Une telle révision constitutionnelle s’imposerait d’elle-même, dans la mesure où elle entraînerait nécessairement l’adoption de nouvelles lois institutionnelles liées à la mise en œuvre de l’autonomie, écrit Assabah. Ce chantier rendrait difficile le respect du calendrier électoral à venir. Les prochaines législatives, déjà perçues comme un tournant décisif, pourraient ainsi se transformer en test politique grandeur nature pour mesurer la capacité de l’État à traduire le projet d’autonomie en réalité concrète. L’enjeu serait aussi de consolider l’image du Maroc comme un État capable de concilier la revendication de sa souveraineté sur une partie de son territoire et les exigences de l’ouverture démocratique, mot d’ordre porté par les forces vives et démocratiques du pays.
Cités par Assabah, des analystes de la vie politique estiment que l’État, engagé dans une bataille diplomatique pour élargir le soutien international à sa cause, est parallèlement tenu de renforcer la confiance des électeurs à travers des scrutins transparents. Un engagement réitéré à plusieurs reprises par le ministre de l’Intérieur, Abdelouafi Laftit, devant le Parlement.

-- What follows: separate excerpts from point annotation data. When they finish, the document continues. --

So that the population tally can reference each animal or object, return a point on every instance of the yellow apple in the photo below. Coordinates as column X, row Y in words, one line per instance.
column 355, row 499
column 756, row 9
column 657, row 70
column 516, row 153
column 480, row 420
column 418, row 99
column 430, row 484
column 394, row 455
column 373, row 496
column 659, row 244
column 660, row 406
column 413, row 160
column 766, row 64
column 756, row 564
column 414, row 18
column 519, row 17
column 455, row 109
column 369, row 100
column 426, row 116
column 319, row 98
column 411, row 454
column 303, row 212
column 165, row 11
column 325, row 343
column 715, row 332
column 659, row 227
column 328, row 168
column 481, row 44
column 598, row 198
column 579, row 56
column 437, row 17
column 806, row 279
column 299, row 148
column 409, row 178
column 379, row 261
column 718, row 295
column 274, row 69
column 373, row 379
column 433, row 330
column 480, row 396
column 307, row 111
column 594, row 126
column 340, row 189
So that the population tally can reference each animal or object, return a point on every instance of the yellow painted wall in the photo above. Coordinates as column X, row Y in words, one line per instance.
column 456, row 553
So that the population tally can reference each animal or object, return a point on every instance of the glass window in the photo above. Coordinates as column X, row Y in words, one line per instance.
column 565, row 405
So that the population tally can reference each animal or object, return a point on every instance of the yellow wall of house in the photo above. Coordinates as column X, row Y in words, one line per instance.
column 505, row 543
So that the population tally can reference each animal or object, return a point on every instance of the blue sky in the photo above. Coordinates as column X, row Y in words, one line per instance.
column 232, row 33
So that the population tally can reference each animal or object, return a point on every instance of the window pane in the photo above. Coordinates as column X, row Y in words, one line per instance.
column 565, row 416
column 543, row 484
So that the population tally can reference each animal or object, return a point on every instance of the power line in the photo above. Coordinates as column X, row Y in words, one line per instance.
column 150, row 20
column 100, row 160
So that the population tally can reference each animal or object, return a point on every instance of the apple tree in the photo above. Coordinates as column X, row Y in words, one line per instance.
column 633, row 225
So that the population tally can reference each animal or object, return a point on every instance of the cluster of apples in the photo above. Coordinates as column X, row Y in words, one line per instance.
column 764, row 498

La question demeure de savoir si le dossier de l’intégrité territoriale, qui progresse sur ce qui est présenté comme la bonne voie sous l’impulsion du roi Mohammed VI, conduira à un report des législatives et à une prolongation exceptionnelle du mandat parlementaire d’un an, dans le cadre d’une phase transitoire liée aux négociations en cours entre le Maroc et les parties concernées (l’Algérie, la Mauritanie et le Polisario) sous l’égide des Nations unies et avec le suivi attentif de l’administration américaine, en vue de l’application de la résolution 2797 du Conseil de sécurité relative au règlement du différend autour du Sahara et à la mise en œuvre de l’autonomie sous souveraineté marocaine.
Assabah relève par ailleurs que la probabilité d’un report est renforcée par la relative torpeur qui règne au sein des sièges des partis politiques. Rien n’indique que ces formations vivent au rythme d’une année électorale, comme c’était le cas à l’approche des précédents scrutins législatifs.